Characterization of UDP-glycosyltransferase involved in biosynthesis of ginsenosides Rh1 and Rd and identification of critical conserved amino acid residues for its function.[Pubmed: 30095259]

Ginsenosides attract great attention for their bioactivities. However, their contents are low, and many UDP-glycosyltransferases (UGTs) that play crucial roles in the ginsenosides biosynthesis pathways have not been identified, which hinders the biosynthesis of ginsenosides. In this study, we reported one UDP-glycosyltransferase, UGTPg71A29 from Panax ginseng could glycosylate the C20-OH of Rh1, and transfer a glucose moiety to Rd, producing ginsenoside Rg1 and Rb1, respectively. Ectopic expression of UGTPg71A29 in Saccharomyces cerevisiae stably generated Rg1 and Rb1 under its corresponding substrate, respectively. Overexpression of UGTPg71A29 in transgenic cells of P. ginseng could significantly enhance the accumulation of Rg1 and Rb1 with their contents of 3.2-fold and 3.5-fold higher than those in control, respectively. Homology modeling, molecular dynamics and mutational analysis revealed the key catalytic site, Gln283, which provided insights into the catalytic mechanism of UGTPg71A29. These results not only provide an efficient enzymatic tool for the synthesis of glycosides but also help achieve large-scale industrial production of glycosides.

Identification of candidate UDP-glycosyltransferases involved in protopanaxadiol-type ginsenoside biosynthesis in Panax ginseng.[Pubmed: 30082711]

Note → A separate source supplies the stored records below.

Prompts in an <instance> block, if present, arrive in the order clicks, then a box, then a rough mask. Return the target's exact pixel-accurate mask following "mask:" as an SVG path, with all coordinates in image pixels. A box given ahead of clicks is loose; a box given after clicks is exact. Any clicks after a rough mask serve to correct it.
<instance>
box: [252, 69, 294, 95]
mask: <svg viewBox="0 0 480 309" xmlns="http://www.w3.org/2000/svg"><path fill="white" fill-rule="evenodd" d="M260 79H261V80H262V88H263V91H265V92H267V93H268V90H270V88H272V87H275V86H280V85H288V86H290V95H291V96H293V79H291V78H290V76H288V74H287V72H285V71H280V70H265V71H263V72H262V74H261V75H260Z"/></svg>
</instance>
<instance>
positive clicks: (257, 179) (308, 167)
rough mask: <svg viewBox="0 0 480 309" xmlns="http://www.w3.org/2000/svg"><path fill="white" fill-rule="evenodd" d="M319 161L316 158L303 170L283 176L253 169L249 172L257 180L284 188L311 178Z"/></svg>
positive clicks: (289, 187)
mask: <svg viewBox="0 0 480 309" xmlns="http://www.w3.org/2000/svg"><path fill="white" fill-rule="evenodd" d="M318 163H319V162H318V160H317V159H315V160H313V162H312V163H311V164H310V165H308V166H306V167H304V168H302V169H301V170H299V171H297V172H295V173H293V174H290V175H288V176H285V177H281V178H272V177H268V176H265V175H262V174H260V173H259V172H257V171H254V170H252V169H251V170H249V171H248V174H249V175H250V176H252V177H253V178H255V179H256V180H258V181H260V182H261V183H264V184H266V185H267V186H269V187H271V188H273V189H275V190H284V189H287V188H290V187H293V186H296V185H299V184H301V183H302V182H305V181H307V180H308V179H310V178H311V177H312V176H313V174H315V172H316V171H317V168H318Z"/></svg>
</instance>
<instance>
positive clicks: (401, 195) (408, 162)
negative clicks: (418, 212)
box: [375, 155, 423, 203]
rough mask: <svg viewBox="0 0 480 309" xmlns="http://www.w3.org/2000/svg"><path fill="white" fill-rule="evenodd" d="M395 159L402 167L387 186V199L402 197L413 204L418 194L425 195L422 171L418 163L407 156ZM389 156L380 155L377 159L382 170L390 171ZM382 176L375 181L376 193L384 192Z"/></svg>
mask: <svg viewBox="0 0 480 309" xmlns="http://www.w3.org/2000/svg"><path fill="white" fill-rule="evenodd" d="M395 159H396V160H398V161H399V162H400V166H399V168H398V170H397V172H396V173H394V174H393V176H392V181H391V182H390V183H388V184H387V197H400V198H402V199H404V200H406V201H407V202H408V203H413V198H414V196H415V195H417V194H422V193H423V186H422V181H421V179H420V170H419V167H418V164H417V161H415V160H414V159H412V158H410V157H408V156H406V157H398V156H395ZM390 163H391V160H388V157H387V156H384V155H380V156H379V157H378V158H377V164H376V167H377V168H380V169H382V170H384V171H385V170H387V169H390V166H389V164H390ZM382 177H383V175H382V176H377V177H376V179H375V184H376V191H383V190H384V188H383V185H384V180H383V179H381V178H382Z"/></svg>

Ginsenosides are dammarane-type or triterpenoidal saponins that contribute to the various pharmacological activities of the medicinal herb Panax ginseng. The putative biosynthetic pathway for ginsenoside biosynthesis is known in P. ginseng, as are some of the transcripts and enzyme-encoding genes. However, few genes related to the UDP-glycosyltransferases (UGTs), enzymes that mediate glycosylation processes in final saponin biosynthesis, have been identified. Here, we generated three replicated Illumina RNA-Seq datasets from the adventitious roots of P. ginseng cultivar Cheongsun (CS) after 0, 12, 24, and 48 h of treatment with methyl jasmonate (MeJA). Using the same CS cultivar, metabolomic data were also generated at 0 h and every 12-24 h thereafter until 120 h of MeJA treatment. Differential gene expression, phylogenetic analysis, and metabolic profiling were used to identify candidate UGTs. Eleven candidate UGTs likely to be involved in ginsenoside glycosylation were identified. Eight of these were considered novel UGTs, newly identified in this study, and three were matched to previously characterized UGTs in P. ginseng. Phylogenetic analysis further asserted their association with ginsenoside biosynthesis. Additionally, metabolomic analysis revealed that the newly identified UGTs might be involved in the elongation of glycosyl chains of ginsenosides, especially of protopanaxadiol (PPD)-type ginsenosides.